On a warm Sunday in early August, the incoming students of 2019 walked through Rockefeller Chapel, past their family and friends who were in attendance, to receive their first white coats. These 90 students come from 48 colleges and universities, 27 states, and some were born in countries other than the United States, yet they are now united in a common purpose in their journey to become physicians.
Kenneth Polonsky, MD, Richard T. Crane Distinguished Service Professor, Dean of the Division of the Biological Sciences and Pritzker School of Medicine, welcomed the incoming students to campus and spoke of the unique opportunities awaiting them here. From the new procedures being developed at UChicago Medicine to any future changes that may come to the U.S. healthcare system, Pritzker students will be learning in a vibrant time of scientific and societal changes. This is a time to “find out what you are interested in, what you are good at, and how you can make a difference,” he said.
Halina Brukner, MD, Dean for Medical Education, welcomed everyone and harkened back to the first ever white coat ceremony, which was started by Pritzker decades ago. She also thanked the sponsors of the event, among them the Medical and Biological Alumni Association and the Arnold P. Gold Foundation.

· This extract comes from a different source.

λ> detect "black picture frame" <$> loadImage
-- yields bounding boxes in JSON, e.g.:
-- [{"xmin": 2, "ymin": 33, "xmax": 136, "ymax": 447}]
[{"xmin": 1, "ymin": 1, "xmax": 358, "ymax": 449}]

The two White Coat Ceremony Committee Co-Chairs, Shay Huang and Jorge Luis de Avila, MS2s, introduced keynote speaker Nora Jaskowiak, Professor of Surgery, Surgical Director of the Breast Center, and Clerkship Director for Surgery. “In the coming years,” she said, “you will enter into the lives of your patients in ways that few others can…. Every patient has a story, and I hope that you will embrace the story of each patient that you have the honor to care for over the next four years.”
Dr. Jaskowiak then talked about the lives of the four physicians whose names grace the names of Pritzker’s Advising Societies:
- Lowell T. Coggeshall (1901-1987) who served as Dean of the Biological Sciences Division and the Medical School of the University of Chicago for 16 years. Dr. Coggeshall's greatest contribution to American medical education was his role in reshaping the AAMC into an effective voice for academic medicine.
- Joseph Bolivar DeLee (1869-1942) who is often called the father of modern obstetrical care. In 1914, Dr. DeLee established what later became Chicago Lying-In Hospital.
- Charles B. Huggins (1901-1997) who won the Nobel Prize for Medicine in 1966 for his pioneering discoveries regarding the relationship between hormones and prostate cancer.
- Janet Rowley, MD'48 (1925-2013) who was a pioneer in connecting the development of cancer with genetic abnormalities. Rowley’s findings opened the door to development of drugs directed at the cancer-specific genetic abnormalities.
After imparting on those gathered at the ceremony the lessons they could learn from each of these four figures, she reminded students: “Be kind to your patients, be kind to your colleagues, and please be kind to yourselves. Think, discover, work hard, persist, care, and love what you do."
With that, the incoming class of 2019 rose to recite the Hippocratic Oath, led by Keme Carter, MD, Associate Dean for Admissions, and James Woodruff, MD, Dean of Students, then exited Rockefeller with wide smiles, white coats fluttering behind them.